Merger! Microsoft announced a $44.6 billion bid for Yahoo! on Friday. Most analysts interpret the merger as an attempt to stay competitive with Google.

On Reason’s blog Hit & Run Jeff Taylor argues that Microsoft sees Google Desktop as its primary threat: “Forget search engines and queries and ads – Microsoft really does not care about that. It does care, however, that more and more folks are figuring out that distributed apps can be very handy. That you can do all kinds of things with wikis. That there is no reason to ever run Vista as your OS.”

On the Wall Street Journal’s Business and Technology blog, Ben Worthen claims that the merger represents Microsoft’s admission that offices are increasingly moving away from off-line software. “In the context of a computing sea change it means that Microsoft, which has been talking vaguely about making software available online for well over a year now, is finally putting its money where its mouth is.”

On techblog Webware, Ina Fried points out that Yahoo! is a big fan of open source, whereas Microsoft isn’t. She continues, “One of the big differences is the amount of overlap between Yahoo and Microsoft on the product side. Both companies have their own advertising platforms as well as competing home pages, instant messaging programs, e-mail programs and content sites.”

Infectious Greed’s Paul Kedrosky, a venture capitalist, thinks Google will remain dominant: “Two elephants mating are always good for confusing customers and helping incumbents, not to mention improving margins. You will see Google gain surplus search and advertising share as this deal comes together.” Portfolio’s Russ Mitchell goes further. Arguing that the merger will mean further layoffs at Yahoo, he suggests: “Slicing jobs will boost profits for a while and mask the bigger challenge: Fusing two sub-par Web development cultures, neither of which could prove itself able to effectively compete against Google.”
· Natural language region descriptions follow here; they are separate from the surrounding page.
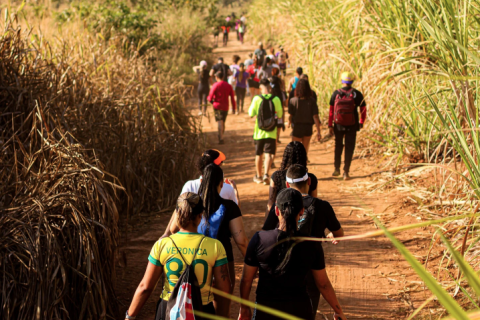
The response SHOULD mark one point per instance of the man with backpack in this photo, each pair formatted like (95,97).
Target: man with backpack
(268,109)
(318,216)
(260,53)
(344,121)
(219,94)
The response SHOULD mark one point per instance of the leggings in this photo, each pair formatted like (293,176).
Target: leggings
(240,92)
(203,92)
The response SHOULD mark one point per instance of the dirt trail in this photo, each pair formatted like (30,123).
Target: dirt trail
(359,270)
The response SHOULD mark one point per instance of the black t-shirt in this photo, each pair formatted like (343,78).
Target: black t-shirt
(232,211)
(283,185)
(221,67)
(203,78)
(359,102)
(324,218)
(291,285)
(303,110)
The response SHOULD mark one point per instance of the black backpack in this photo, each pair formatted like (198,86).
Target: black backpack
(305,223)
(267,120)
(186,297)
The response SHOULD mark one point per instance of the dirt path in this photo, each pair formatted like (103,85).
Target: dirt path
(363,272)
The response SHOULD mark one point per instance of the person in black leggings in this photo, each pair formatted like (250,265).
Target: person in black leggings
(203,86)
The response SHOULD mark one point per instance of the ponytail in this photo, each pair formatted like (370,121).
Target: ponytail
(212,177)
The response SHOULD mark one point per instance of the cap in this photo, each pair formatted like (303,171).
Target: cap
(348,77)
(289,198)
(221,157)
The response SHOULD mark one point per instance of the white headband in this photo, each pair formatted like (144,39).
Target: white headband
(304,178)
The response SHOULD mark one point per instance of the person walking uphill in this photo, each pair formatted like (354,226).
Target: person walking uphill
(167,259)
(344,121)
(219,94)
(267,108)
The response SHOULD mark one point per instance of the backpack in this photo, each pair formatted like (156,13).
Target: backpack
(344,109)
(267,119)
(212,228)
(186,296)
(305,223)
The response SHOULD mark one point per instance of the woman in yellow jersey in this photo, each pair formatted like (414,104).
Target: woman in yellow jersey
(170,254)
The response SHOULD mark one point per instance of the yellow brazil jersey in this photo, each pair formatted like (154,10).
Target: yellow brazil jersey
(210,254)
Gleeful about his Yahoo! shares, which have doubled in value, Internet entrepreneur Joe Duck doubts the naysayers: “With Microsoft traffic, the combined Yahoo Microsoft company will still initially lag Google in search traffic, but it will have *far greater* total web traffic.”

New-media sage Jeff Jarvis analyzes the deal from the content side of things:  “Yahoo, I’ve long argued, is the last old media company, for it operates on the old-media model: It owns or controls content, markets to bring audience in, then bombards us with ads until we leave. … This is just as well for Yahoo, which had no strategy, really. They’d gone as far as they could with the old-media model, as exploited by the last CEO, former movie-studio head Terry Semel. Yahoo cofounder Jerry Yang started saying the right things about turning Yahoo into a platform, but it probably would have taken years to turn his culture around.”